I probably come off as a bit of an asshole to some girls. You can kind of tell. It’s the look they give you in the days or weeks after a hookup when they’re feeling weird. I guess they’re waiting for the next step, like me saying “I DON’T want to do this again” or me saying “I DO want to do this and this is a relationship” and... I just don’t say anything? I don’t have to. 

I’m not opposed to a relationship but there’s nothing that’s made me think, “Wow, I need this” you know? In my perfect world, everyone would be on the same page, but it’s hard when females overthink so much. 

Like texting. Oh my god I hate texting. There’s so much more to a person than a text message: facial expressions, body language, and tone of voice... how is ALL that action, ALL that energy channeled into a text? 

Especially with someone I don’t know that well… What does not texting back for 3 hours mean...? I DON’T FUCKING KNOW! What do I mean when I ask, “Are you going out tonight?” PROBABLY FUCKIN’ IF YOU’RE GOING OUT TONIGHT. What does it mean if I don’t text you at all? PROBABLY DIDN’T WANT TO TEXT YOU. And you can just tell that SO much time goes into it... like which emojis mean I’m not interested and which ones mean I want to have sex? 

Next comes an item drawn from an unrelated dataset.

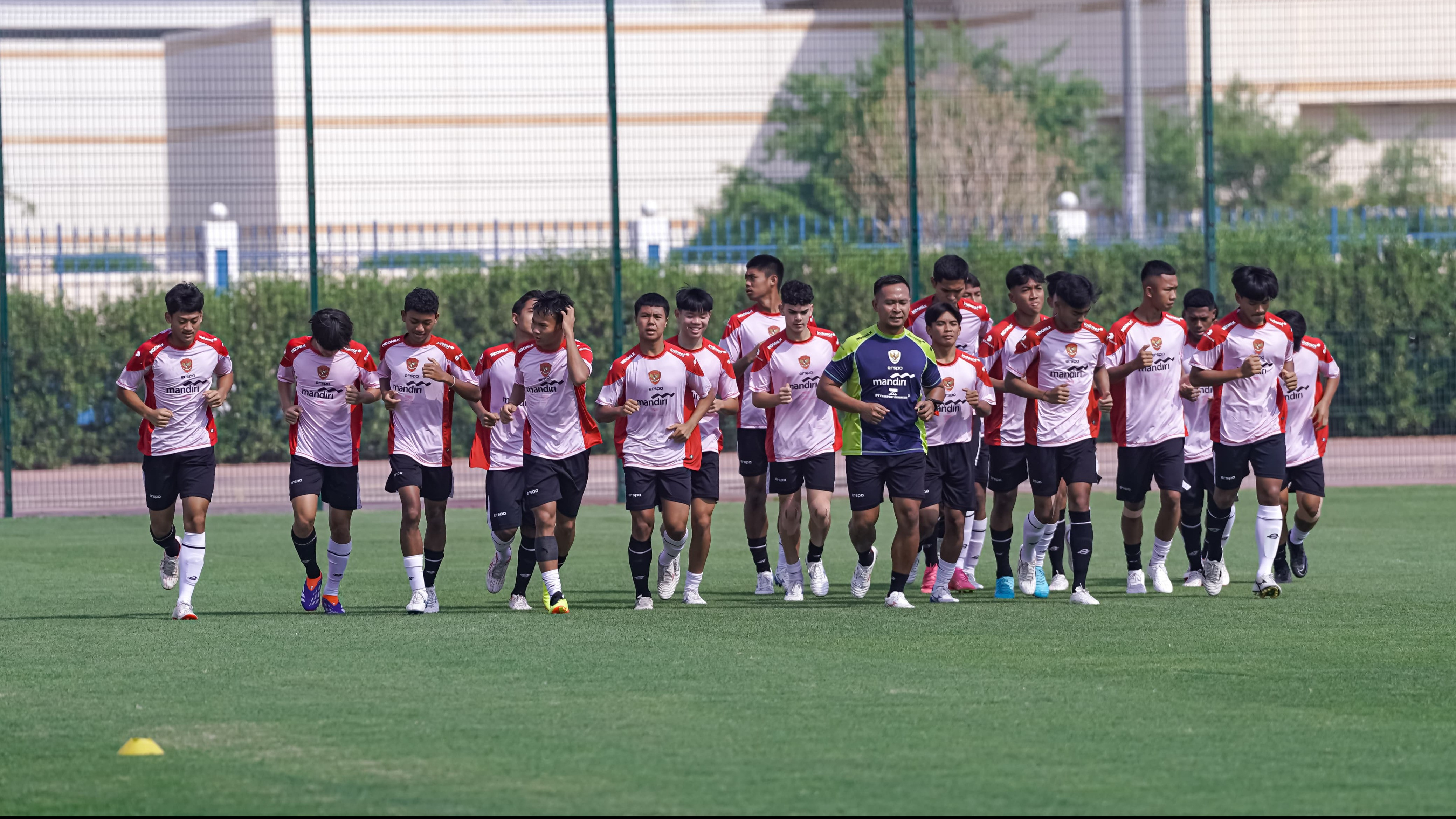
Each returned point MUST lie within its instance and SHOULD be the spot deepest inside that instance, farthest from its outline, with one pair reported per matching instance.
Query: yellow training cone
(140, 747)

All that stupid, trivial stuff. 

The main thing is that you have to be an engaging and interesting enough person to keep my attention – which kind of makes me sound like a dick but... you have to keep my attention, because it sometimes can just -poof-. And it’s over there. Oh, look, a butterfly! This doesn’t mean girls have to laugh at every joke or giggle at everything, but like they should be able to actually stay with me in conversation, laugh accordingly, you know, bant 

So I don’t dig the whole cold thing. You know the “I’m playing hard to get by acting uninterested” kind of thing. There’s also the whole 

leaving-and-talking-to-another-guy-to-make-me-jealous thing which, to me, is a Colgate party in a nutshell. 

But that’s just how some girls are. 

As a freshman male I’ve also had the experience where I talk or dance with a girl, she asks what my year is, I say “freshman” and... snap, it’s like a light switch. I’ve come to understand and expect it – it’s just a part of the food chain – but it’s nice when that doesn’t happen. 

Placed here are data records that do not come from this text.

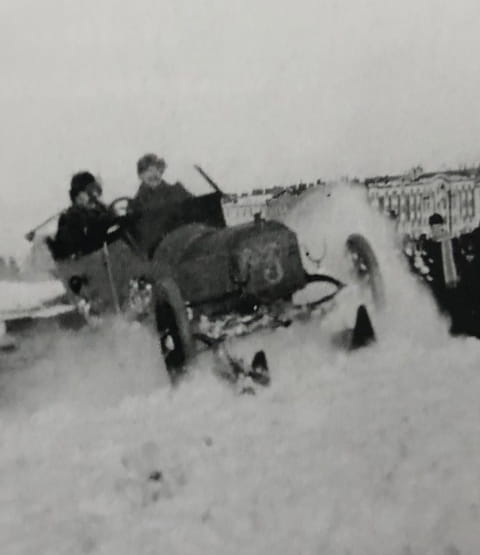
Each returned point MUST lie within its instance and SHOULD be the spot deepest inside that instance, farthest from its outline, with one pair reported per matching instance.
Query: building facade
(411, 200)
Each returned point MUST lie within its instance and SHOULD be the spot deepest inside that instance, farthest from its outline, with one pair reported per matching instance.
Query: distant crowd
(450, 267)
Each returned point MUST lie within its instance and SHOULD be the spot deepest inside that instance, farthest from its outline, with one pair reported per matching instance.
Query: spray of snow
(369, 452)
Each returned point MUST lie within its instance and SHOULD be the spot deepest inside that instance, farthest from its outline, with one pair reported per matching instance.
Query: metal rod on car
(31, 234)
(110, 278)
(208, 179)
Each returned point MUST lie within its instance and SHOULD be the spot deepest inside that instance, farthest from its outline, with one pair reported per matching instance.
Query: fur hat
(81, 181)
(148, 160)
(436, 219)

There’s actually this cute older girl who I’ve been hooking up with for awhile. She doesn’t drink much and I’m usually a bit inebriated… My friends think it’s funny, I think it’s funny, if the roles were reversed – if I was the one always sober and she was always drunk – it would look COMPLETELY different. 

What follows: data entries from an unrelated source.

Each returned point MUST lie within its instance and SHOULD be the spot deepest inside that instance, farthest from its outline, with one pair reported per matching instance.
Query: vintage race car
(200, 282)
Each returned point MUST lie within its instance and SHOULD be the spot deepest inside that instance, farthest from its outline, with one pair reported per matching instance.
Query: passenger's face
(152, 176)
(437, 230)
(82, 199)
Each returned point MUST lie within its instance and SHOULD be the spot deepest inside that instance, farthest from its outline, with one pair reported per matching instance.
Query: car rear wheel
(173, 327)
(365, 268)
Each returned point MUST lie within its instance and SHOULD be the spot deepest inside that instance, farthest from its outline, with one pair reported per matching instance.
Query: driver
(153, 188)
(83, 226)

I’ve had the option to text her and meet up sober but... I don’t. Cuz I would say that sober hookups constitute a deeper commitment and I don’t want to promise that. She just doesn’t get me. Or fulfill me, I guess. 

I’m only 19: I have a lot of time ahead of me, I’m open and happy with where I am sexually, I’m very confident in who I am and who I’m going to become. I don’t worry about turning into some dreadful, immoral, sex-driven bro. 

Because when it comes down to it, it’s just sex.